Its a great shame that people view the whole property thing as an investment market! As Maidens daughter has stated, its about a home not money, that IMO, is what its all about and those who try to make money from it all deserve to get their fingers burnt!

Jo xxx


----------



## gus-lopez (Jan 4, 2010)

MaidenScotland said:


> O.K I will try and get on various banks emailing lists, no point in paying commission to an agent if I can do it myself.
> 
> On another note.. my daughter bought her house three years ago for the asking price and I recently asked her if she had thought about it would she have given the asking price ? She replied
> 
> Mum a house is worth what you want to pay for it this is my home and it's the best thing we have ever done and no I wouldn't dither about to get the house I want.
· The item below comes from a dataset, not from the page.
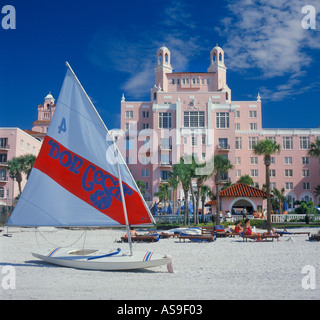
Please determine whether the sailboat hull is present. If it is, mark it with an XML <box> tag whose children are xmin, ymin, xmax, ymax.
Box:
<box><xmin>32</xmin><ymin>248</ymin><xmax>172</xmax><ymax>271</ymax></box>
" La Caixas" repo arm is servihabitat. Just google that & it will be the top one on the page. It's a bit of hard work to use unless they've upgraded it. I've just noticed on the flyer from them that if you are in the 'multi estrella' programme ( whatever that is ?) you get an additional 5% discount !


----------



## geez (Apr 4, 2010)

gus-lopez said:


> " La Caixas" repo arm is servihabitat.


Thanks for that Gus-Lopez. Anyone else any other links of interest?

PS I'm totally with JoJo and Steve... we're not seeking to speculate, benefiting from others' misery. We're needing a place to live in which we can live on likely future humble wages.


----------